All formulas manufactured in the United States must meet strict nutritional standards set by the U.S. Food and Drug Administration (FDA), so don’t be fooled into thinking that expensive, brand-name formula is any better for your baby than a generic brand. But make sure to check the expiration date on all cans and bottles of formula, and don’t use formula from leaky, dented or otherwise damaged containers. 

Sometimes you may need to change the formula you feed your baby. Reasons for switching baby formula include food allergies, a baby’s need for more iron, extreme fussiness or diarrhea. These symptoms can also be signs of something unrelated to the baby’s formula. In that case, a change may not help or could make the baby’s symptoms worse. That’s why you should always talk to your baby’s doctor before changing infant formulas. And call your doctor if your baby has any of these symptoms:

  • Dry, red and scaly skin
  • Diarrhea
  • Extreme fatigue or weakness
  • Forceful vomiting

For more information on feeding your baby, visit www.askbaby.com, kidshealth.org or marchofdimes.com.

Bottle basics

Woman bottle feeding babyBaby bottles certainly have their place, even if you are breastfeeding.
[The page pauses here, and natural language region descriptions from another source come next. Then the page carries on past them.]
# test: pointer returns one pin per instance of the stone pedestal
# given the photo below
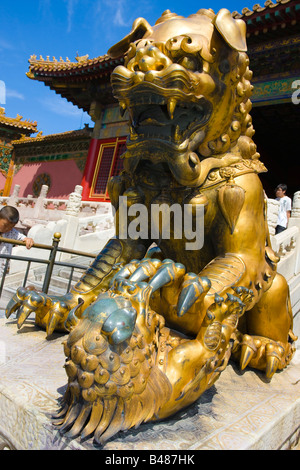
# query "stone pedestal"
(241, 411)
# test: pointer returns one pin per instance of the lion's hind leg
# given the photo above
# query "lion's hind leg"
(268, 344)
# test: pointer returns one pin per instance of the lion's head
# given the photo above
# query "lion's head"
(186, 85)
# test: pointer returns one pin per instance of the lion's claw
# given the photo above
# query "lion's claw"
(193, 288)
(49, 312)
(262, 353)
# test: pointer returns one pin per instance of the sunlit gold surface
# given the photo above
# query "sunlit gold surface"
(152, 330)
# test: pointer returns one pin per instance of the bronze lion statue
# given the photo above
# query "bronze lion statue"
(155, 319)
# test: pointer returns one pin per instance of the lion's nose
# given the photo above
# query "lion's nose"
(148, 58)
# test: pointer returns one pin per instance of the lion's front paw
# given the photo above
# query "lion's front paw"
(262, 353)
(50, 312)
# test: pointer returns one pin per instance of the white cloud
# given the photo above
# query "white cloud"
(14, 94)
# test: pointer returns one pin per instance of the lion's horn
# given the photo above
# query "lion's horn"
(233, 31)
(139, 28)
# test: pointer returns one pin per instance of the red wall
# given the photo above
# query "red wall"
(65, 175)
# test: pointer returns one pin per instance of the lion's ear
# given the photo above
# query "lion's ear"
(139, 28)
(233, 31)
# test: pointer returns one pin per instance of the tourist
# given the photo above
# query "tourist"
(9, 217)
(285, 208)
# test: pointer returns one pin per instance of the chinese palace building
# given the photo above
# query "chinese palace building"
(273, 37)
(11, 129)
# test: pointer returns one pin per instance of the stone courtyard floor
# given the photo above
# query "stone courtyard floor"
(242, 410)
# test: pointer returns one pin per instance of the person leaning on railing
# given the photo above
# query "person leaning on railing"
(9, 217)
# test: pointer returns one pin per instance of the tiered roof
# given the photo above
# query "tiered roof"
(17, 124)
(273, 19)
(77, 81)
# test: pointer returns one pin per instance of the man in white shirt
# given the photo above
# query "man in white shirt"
(9, 217)
(285, 208)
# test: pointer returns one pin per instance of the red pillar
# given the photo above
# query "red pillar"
(89, 169)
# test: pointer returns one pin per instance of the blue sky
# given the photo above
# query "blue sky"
(63, 28)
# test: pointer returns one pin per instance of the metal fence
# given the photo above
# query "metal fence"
(50, 262)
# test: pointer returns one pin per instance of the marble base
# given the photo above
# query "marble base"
(241, 411)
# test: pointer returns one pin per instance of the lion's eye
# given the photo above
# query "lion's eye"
(224, 66)
(188, 63)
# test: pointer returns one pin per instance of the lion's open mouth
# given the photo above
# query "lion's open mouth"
(168, 119)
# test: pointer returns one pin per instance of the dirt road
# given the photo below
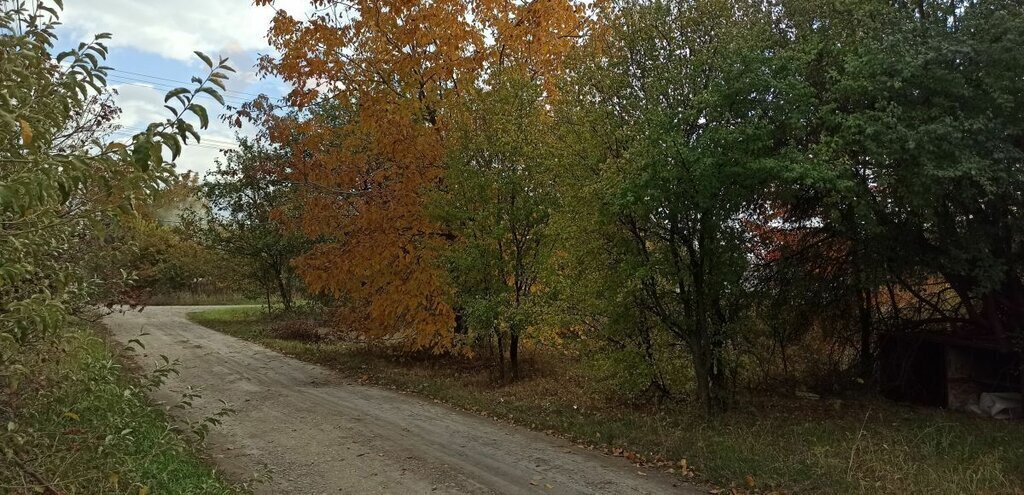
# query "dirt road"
(307, 430)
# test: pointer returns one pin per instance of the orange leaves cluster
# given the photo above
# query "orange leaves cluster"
(376, 82)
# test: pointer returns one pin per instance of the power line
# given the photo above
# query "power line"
(176, 81)
(145, 84)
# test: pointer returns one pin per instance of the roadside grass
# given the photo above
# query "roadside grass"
(762, 445)
(81, 423)
(185, 298)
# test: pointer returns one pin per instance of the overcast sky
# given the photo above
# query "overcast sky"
(152, 52)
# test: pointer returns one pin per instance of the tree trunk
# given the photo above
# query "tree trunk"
(710, 378)
(866, 359)
(286, 293)
(501, 354)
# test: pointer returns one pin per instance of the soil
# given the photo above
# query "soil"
(300, 428)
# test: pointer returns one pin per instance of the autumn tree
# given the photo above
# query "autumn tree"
(388, 72)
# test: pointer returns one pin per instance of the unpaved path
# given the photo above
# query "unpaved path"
(308, 430)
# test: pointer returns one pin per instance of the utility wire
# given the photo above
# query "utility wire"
(176, 81)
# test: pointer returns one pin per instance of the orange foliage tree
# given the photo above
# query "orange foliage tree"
(374, 86)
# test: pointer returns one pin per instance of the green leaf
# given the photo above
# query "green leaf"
(175, 92)
(213, 92)
(206, 59)
(200, 111)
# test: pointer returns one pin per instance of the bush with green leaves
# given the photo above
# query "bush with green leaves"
(66, 188)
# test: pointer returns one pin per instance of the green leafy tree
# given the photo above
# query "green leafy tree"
(914, 127)
(686, 115)
(61, 186)
(496, 203)
(249, 206)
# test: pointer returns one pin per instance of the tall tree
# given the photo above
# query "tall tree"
(496, 200)
(683, 104)
(247, 198)
(392, 69)
(61, 184)
(914, 115)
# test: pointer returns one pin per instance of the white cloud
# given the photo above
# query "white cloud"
(174, 29)
(141, 105)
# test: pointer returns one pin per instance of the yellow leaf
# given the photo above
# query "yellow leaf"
(26, 132)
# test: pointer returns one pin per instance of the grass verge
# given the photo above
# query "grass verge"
(80, 423)
(781, 445)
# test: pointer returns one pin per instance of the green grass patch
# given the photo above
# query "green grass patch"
(80, 422)
(185, 298)
(791, 445)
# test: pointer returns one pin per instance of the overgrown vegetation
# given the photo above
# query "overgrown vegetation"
(849, 445)
(72, 202)
(727, 194)
(80, 422)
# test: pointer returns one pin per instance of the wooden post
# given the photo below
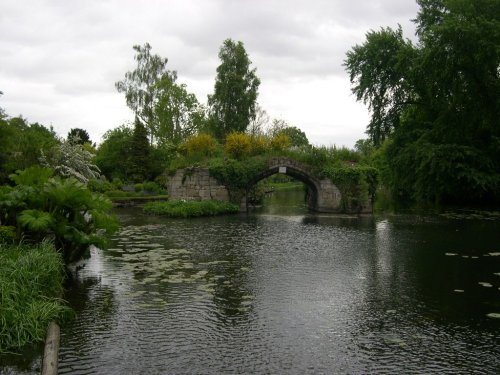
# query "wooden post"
(51, 352)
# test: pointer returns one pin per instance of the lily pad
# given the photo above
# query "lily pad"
(485, 284)
(493, 315)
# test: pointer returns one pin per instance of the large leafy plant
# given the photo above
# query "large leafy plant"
(64, 210)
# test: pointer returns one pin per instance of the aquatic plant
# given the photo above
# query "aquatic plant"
(190, 208)
(31, 279)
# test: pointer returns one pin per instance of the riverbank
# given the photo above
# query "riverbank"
(31, 283)
(191, 208)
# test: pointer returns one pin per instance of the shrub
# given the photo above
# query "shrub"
(151, 186)
(238, 145)
(31, 280)
(190, 208)
(99, 185)
(60, 209)
(280, 142)
(7, 234)
(258, 144)
(200, 145)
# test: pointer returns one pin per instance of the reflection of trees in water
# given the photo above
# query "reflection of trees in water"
(230, 264)
(92, 302)
(27, 360)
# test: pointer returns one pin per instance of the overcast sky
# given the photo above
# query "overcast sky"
(59, 59)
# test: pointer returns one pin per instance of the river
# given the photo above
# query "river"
(283, 291)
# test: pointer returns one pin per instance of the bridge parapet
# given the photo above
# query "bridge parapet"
(197, 184)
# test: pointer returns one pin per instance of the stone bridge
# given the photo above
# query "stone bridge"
(197, 184)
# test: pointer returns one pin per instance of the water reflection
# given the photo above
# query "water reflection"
(296, 293)
(289, 293)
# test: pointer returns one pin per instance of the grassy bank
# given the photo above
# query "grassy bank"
(31, 283)
(190, 208)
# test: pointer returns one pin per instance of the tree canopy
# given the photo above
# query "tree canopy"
(436, 103)
(79, 136)
(233, 103)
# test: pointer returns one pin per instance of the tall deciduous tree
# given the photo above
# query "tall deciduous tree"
(139, 153)
(113, 153)
(232, 106)
(79, 136)
(178, 112)
(141, 86)
(436, 101)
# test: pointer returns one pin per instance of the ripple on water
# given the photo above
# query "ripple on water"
(280, 295)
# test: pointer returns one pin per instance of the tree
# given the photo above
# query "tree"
(141, 86)
(139, 153)
(178, 113)
(70, 159)
(297, 137)
(113, 153)
(259, 122)
(436, 101)
(22, 144)
(233, 104)
(379, 71)
(77, 135)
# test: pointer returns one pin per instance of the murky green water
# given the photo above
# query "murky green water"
(284, 292)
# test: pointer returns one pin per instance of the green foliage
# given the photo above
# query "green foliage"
(7, 234)
(139, 154)
(113, 153)
(79, 136)
(238, 145)
(357, 184)
(143, 85)
(63, 210)
(203, 145)
(100, 185)
(72, 159)
(378, 70)
(437, 102)
(31, 280)
(190, 208)
(22, 145)
(178, 113)
(296, 136)
(35, 220)
(237, 174)
(233, 104)
(280, 142)
(32, 176)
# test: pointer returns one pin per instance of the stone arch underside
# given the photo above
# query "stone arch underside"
(197, 184)
(323, 195)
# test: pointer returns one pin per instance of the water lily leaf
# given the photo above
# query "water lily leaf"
(485, 284)
(493, 315)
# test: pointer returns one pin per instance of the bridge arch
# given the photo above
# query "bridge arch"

Moms who breastfeed often express their milk by pumping and then storing it in the freezer or refrigerator for times when they can’t nurse.

  • Always hold your baby when feeding.
  • Keep plenty of formula and ready-to-use bottles on hand.
  • Sterilize bottles and nipples before first use and after every use.
  • Throw away bottle contents that sit at room temperature for more than one hour to reduce the risk of infections due to salmonella or other bacteria.
  • Never use the microwave to warm your baby’s bottle. Dangerous “hot spots” can burn your baby.